5 ways to raise your child’s self-esteem in maths

July 11, 2012 — 1 Comment

Week after week, in my capacity as an educational assessor, I meet children who have lost the love of maths. As toddlers they loved to count and sing number songs but, often a few years into their formal education, they loathe it. I frequently ponder the reasons why. Here are my 5 tips to helping your child feel good about maths:

1. Don’t let them know if you have your own feelings of inadequacy in maths. All too often parents tell me, in front of their child, “It’s no wonder they find it difficult, I’m dreadful at maths.” Children assume that they will be like their parents and automatically imitate their feelings and actions.

2. Talk about maths in contexts away from the maths books. Pizzas are great way to discuss fractions. Cooking, car journeys and train timetables all help with measurement and time.

3. Think about maths on your family days out. Theme parks are great places to consider speed, measurement and money. Pose questions such as “How high do you think that roller coaster is?” “Is this ride faster than x?” “How much is it for two adults and two children? Is that more or less than one adult and three children?” Visit technology, science and transport museums such as www.techniquest.org, www.ltmuseum.co.uk, www.sciencemuseum.org.uk. Simple trips to the swimming pool or cafe provide the opportunity to calculate with money or estimate the number of customers per hour, consider the most popular sandwich fillings or calculate the most frequent transport method to get to the destination.
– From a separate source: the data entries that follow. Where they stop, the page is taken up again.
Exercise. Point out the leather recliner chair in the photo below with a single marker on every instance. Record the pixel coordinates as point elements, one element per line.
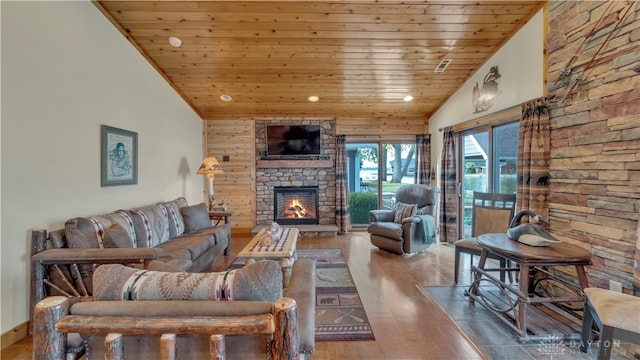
<point>406,235</point>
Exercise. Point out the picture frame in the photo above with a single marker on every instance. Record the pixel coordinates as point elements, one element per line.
<point>119,157</point>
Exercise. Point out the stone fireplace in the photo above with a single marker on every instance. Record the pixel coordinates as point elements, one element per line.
<point>295,205</point>
<point>317,173</point>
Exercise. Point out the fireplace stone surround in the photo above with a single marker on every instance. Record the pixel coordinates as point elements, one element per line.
<point>311,172</point>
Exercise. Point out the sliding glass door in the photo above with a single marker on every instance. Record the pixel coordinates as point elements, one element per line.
<point>376,170</point>
<point>489,158</point>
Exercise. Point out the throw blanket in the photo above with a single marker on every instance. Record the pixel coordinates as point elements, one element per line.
<point>427,228</point>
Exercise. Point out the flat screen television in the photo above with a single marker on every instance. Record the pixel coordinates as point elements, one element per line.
<point>293,140</point>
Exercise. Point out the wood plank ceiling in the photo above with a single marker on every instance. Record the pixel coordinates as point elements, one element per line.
<point>361,58</point>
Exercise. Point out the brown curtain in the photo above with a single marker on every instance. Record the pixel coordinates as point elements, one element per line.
<point>533,157</point>
<point>343,214</point>
<point>636,262</point>
<point>448,189</point>
<point>422,175</point>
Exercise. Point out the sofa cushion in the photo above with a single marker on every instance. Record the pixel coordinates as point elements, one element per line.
<point>195,243</point>
<point>151,224</point>
<point>176,222</point>
<point>117,237</point>
<point>195,217</point>
<point>88,232</point>
<point>403,211</point>
<point>259,281</point>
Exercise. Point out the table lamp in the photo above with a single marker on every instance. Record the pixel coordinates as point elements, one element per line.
<point>210,166</point>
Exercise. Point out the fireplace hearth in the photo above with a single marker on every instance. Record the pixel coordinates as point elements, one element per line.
<point>293,205</point>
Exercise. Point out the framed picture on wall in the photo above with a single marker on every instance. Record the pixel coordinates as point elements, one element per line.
<point>119,157</point>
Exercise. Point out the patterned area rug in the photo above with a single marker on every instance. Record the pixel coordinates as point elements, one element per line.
<point>340,315</point>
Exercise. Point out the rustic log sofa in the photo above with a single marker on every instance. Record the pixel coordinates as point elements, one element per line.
<point>167,236</point>
<point>185,315</point>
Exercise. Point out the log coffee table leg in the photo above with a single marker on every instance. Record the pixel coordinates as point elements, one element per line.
<point>286,264</point>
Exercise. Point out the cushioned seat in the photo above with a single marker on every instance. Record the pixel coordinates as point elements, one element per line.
<point>616,315</point>
<point>491,214</point>
<point>410,226</point>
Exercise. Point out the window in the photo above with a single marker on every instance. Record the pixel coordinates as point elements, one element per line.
<point>374,175</point>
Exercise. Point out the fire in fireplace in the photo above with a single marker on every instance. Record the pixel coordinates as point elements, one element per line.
<point>295,205</point>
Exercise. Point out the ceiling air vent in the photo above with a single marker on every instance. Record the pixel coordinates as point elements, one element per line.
<point>443,65</point>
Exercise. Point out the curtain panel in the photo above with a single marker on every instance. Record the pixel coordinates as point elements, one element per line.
<point>533,157</point>
<point>448,189</point>
<point>422,174</point>
<point>343,214</point>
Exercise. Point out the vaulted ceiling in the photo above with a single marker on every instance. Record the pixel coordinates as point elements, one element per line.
<point>361,58</point>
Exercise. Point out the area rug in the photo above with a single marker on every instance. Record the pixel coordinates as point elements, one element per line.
<point>340,315</point>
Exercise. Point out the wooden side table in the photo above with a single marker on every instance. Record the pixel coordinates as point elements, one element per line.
<point>528,259</point>
<point>223,215</point>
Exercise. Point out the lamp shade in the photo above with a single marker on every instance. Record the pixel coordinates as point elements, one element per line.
<point>210,165</point>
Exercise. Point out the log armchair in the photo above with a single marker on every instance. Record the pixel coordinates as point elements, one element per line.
<point>492,213</point>
<point>404,229</point>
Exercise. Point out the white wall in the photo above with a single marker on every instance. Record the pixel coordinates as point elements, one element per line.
<point>66,70</point>
<point>521,66</point>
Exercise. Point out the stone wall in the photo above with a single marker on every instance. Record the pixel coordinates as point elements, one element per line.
<point>595,132</point>
<point>311,172</point>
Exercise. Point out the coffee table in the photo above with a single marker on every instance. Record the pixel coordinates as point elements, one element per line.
<point>282,248</point>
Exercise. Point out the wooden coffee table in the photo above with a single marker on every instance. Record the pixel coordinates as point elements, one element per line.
<point>528,259</point>
<point>283,249</point>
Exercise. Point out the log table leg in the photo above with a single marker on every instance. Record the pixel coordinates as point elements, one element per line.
<point>286,333</point>
<point>217,347</point>
<point>168,347</point>
<point>114,347</point>
<point>48,343</point>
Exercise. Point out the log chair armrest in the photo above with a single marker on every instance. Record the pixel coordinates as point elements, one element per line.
<point>97,256</point>
<point>381,215</point>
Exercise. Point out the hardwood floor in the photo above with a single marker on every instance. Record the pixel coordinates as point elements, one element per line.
<point>406,324</point>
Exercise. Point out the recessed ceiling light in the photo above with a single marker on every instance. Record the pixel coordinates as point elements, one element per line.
<point>174,41</point>
<point>443,65</point>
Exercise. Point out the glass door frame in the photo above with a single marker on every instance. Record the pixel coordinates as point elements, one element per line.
<point>492,121</point>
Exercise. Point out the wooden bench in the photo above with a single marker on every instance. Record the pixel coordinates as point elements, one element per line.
<point>53,321</point>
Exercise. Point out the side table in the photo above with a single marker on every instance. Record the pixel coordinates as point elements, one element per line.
<point>223,215</point>
<point>528,260</point>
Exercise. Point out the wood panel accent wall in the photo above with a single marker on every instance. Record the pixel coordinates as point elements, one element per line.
<point>237,186</point>
<point>594,77</point>
<point>237,140</point>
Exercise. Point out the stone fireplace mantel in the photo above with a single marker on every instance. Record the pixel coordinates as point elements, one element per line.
<point>289,164</point>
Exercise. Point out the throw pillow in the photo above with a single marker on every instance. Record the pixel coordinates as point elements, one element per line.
<point>425,210</point>
<point>259,281</point>
<point>404,211</point>
<point>195,217</point>
<point>116,237</point>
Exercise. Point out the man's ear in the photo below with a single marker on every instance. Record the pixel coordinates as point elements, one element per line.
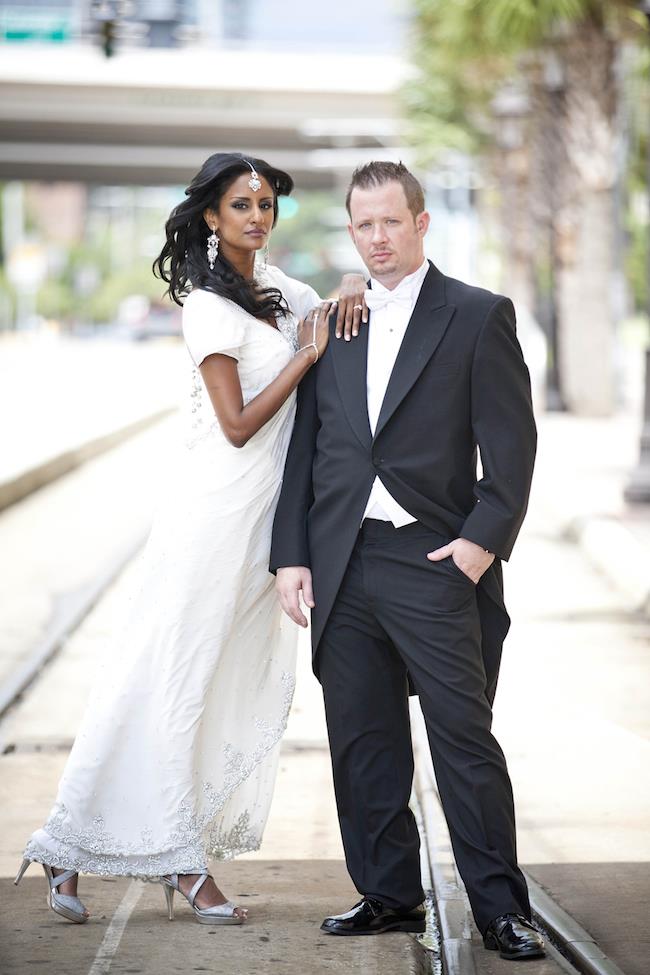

4. Let your child play the teacher. Children love to be the teacher. Ask your child to explain partitioning or equivalent fractions to you. This will not only boost their confidence but it will help you to understand how your child is being taught.

5. Finally, if you struggle in maths yourself, endeavour to help yourself as well. There are maths books for parents who want to help their kids, there may be maths courses for parents at your local schools,or download DoodleMaths and work through the explanation section and remind yourself – after all, it was a long time ago!